To get you and your team started, begin with a series of questions to be completed by key, knowledgeable managerial and non-managerial employees. At Meridian, we use a traditional SWOT (strength, weaknesses, opportunities, threats) analysis as a starting point for planning. The SWOT analysis addresses both internal and external components of your business. It’s useful to conduct the SWOT analysis in categories. Products, Customers, Marketing, Suppliers, Competitors and Internal Systems are a good framework. We developed the following list of questions from various clients and resource materials. Add or subtract questions as you see fit.
Products: What are we selling? (Note: this is a key question – get beyond the obvious, tangible-goods answer.) Should we be selling anything different? What could change about our products in the future that could impact our sales? What changes would that mean for our business? What are product strengths? What are our product weaknesses?
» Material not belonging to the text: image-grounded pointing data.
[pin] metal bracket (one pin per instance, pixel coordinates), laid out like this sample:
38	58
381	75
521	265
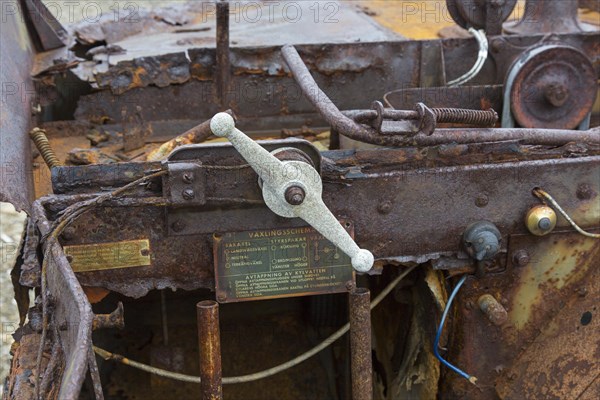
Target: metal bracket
185	184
Customers: Who are our customers today? Why do those customers buy from us? Why have we lost customers in the past year? How will our customers change in the next 5 years? What satisfies our customers? How are we doing at satisfying them? How can we add more value to our customers?
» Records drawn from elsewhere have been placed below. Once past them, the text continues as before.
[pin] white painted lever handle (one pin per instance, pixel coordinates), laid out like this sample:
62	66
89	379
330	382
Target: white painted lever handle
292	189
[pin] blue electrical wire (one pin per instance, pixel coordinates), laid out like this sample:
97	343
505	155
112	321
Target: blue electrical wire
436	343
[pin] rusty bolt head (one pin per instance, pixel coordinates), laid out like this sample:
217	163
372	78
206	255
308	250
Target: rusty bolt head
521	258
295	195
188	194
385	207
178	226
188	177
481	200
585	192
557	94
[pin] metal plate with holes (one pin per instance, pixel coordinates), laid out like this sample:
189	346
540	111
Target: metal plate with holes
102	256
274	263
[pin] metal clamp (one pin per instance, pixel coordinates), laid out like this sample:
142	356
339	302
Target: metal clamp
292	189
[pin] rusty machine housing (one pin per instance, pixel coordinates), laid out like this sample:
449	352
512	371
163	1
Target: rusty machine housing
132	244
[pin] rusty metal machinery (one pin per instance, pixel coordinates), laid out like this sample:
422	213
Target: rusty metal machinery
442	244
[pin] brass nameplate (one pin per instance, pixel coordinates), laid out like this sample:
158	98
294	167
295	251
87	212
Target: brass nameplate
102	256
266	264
Marketing: How do we presently reach those customers? Will that change in the next five years? How do our customers want to be reached? Will that change in the next 5 years? What effective ways to reach more customers are we possibly missing?
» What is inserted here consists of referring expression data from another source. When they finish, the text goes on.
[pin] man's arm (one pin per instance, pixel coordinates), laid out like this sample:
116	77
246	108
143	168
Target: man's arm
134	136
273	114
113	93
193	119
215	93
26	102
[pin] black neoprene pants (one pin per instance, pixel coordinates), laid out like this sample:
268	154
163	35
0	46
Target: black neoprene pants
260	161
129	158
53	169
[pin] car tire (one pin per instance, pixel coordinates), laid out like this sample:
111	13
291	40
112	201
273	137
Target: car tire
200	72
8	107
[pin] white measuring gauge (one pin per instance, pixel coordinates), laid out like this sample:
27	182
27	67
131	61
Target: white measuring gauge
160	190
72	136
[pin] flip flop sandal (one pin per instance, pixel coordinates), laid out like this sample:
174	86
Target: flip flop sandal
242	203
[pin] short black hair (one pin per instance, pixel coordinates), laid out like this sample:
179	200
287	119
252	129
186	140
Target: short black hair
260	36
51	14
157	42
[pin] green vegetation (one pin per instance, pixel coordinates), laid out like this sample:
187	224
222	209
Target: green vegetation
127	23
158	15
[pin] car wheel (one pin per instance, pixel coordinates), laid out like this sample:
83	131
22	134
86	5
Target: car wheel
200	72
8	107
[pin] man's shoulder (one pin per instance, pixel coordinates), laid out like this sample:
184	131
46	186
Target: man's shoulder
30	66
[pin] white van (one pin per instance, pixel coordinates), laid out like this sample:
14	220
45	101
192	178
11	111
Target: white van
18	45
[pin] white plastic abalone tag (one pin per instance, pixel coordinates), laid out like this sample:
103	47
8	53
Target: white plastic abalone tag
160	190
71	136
Suppliers: Who are our present key suppliers? Will we need to add or subtract suppliers over the next 5 years? (See product answers). How do our suppliers see us? (You may want to involve suppliers directly in this process.) How can we be better customers for our suppliers? What resources can our suppliers provide us that we are not presently utilizing? What weaknesses do our present suppliers have that could negatively impact us?
Competitors: Who are our top five competitors presently? What is each competitor’s strengths and weaknesses? Who will be our top competitors 5 years from now? What presently makes us unique and different from our competitors? In what areas do our competitors presently excel beyond our performance or capabilities?
Internal Systems: What are our system strengths? What are our system weaknesses? Do our present business systems ensure our viability 5 years from now? What changes would need to occur in our present systems to support our products and marketing 5 years from now? Are we spending our money on the right things? How are we measuring our system effectiveness? How should we measure system effectiveness? Do we have the right people doing the right work? If no, explain. Are our employees satisfied with their jobs? If no, explain. In what areas could our internal communication be improved? How could our management improve its depth, expertise and effectiveness?
Once each individual on the team has completed these questions, compile all of the answers into one document. This document should be published and distributed to each team member.
Approximately one week from receipt of the SWOT analysis, an 11-member team should assemble off-site for two full days of planning. At Meridian, we use customized and slightly modified version of traditional Japanese planning called “Hoshin.” Unlike traditional planning methods, this planning technique ensures that the actions steps developed are put in a perfectly logical and efficient sequence for execution. Most of the companies we have worked with have really been surprised by not only their steps, but also their sequence. Many times the items they thought were top priorities were quite far down the list!
The action plan should always include the action item, steps to completion, the task finish date, and the person responsible for ultimate execution of each step. As the company proceeds with execution, keep the team informed about the progresses. Although you want smooth seamless execution, remember that Rome wasn’t built in a day! Do regular monthly or quarterly checkups with the team as time goes by. If you are diligent enough to complete all your steps, start another plan!
As you proceed remember it’s not always the destination that counts, it’s the journey!